The mechanism of cough associated with GOR has been investigated by direct instillation of acid into the lower oesophagus. Ing et al32 demonstrated a median response of 36 coughs to an infusion of 0.1 M HCl in patients with GOR and chronic cough compared with only occasional coughs in normal subjects. In these same patients over half coughed with intra-oesophageal 0.9% saline infusion. Irwin et al28 also observed that infusion of 0.9% saline into the lower oesophagus induced cough in a quarter of patients with GOR related cough. These findings indicate that receptors capable of precipitating cough are undoubtedly present in the oesophagus, and that low intraluminal pH may not be the only stimulus.

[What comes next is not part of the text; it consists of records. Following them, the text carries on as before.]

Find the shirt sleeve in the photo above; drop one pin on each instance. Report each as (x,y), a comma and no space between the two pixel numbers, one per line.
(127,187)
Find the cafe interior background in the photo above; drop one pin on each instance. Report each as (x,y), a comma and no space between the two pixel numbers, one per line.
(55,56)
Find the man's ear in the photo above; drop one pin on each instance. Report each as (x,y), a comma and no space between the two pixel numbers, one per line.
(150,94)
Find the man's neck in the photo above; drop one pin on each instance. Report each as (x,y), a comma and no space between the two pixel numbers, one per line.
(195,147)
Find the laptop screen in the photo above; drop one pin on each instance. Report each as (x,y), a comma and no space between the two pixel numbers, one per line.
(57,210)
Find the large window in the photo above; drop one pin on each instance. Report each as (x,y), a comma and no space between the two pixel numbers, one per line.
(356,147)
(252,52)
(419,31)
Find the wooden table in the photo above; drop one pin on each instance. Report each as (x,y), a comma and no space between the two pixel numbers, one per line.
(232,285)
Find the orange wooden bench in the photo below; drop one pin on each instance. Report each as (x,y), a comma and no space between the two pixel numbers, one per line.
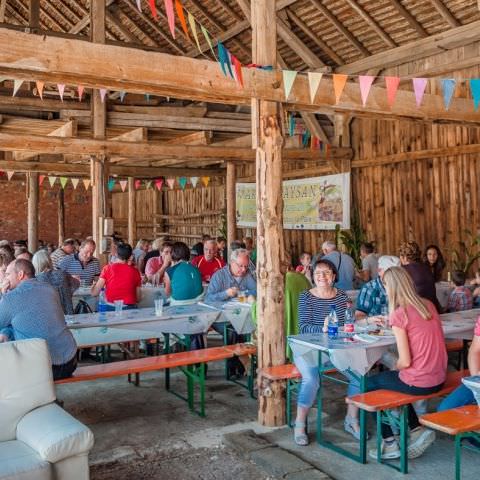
(462,423)
(381,401)
(185,360)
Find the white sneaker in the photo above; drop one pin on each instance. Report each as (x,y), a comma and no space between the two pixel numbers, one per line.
(420,439)
(390,451)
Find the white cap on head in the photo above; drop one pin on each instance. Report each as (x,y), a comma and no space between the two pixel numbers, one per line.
(387,261)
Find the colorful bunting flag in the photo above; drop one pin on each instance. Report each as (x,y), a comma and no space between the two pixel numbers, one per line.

How might the manometric abnormalities demonstrated in our study lead to cough? Low LOS pressure could cause volume reflux resulting in mechanical stimulation of oesophageal cough receptors, consistent with the observation that oesophageal saline infusion causes cough.28,32 Low LOS pressure may also result in non-acid reflux which is detectable by intra-oesophageal impedance measurement33,34 but not by conventional 24 hour pH monitoring. Alternatively, the heightened cough reflex described in patients with chronic cough7 may trigger episodes of cough at a degree of acid reflux that does not fulfil the definition of GOR. This may explain the response to antireflux therapy in patients with a “normal” pH profile in this report and in other studies.28 Disordered peristalsis may lead to impaired oesophageal clearance, as has been reported in a proportion of patients with chronic cough.35 This could result in prolonged stimulation of oesophageal cough receptors or microaspiration of oesophageal contents36 causing direct stimulation of laryngeal and tracheal cough receptors. Finally, oesophageal receptors might be activated by intramural tension in the context of oesophageal dysmotility.
In conclusion, our findings point to a previously unrecognised high prevalence of oesophageal manometric abnormalities in patients presenting with chronic cough, irrespective of the presence of gastro-oesophageal symptoms. Abnormal oesophageal motility may therefore be important in the pathogenesis of cough in these patients. Normal 24 hour pH monitoring does not exclude the oesophagus as a source of cough and does not rule out a response to antireflux therapy. We suggest that oesophageal manometry should be considered in patients with unexplained chronic cough.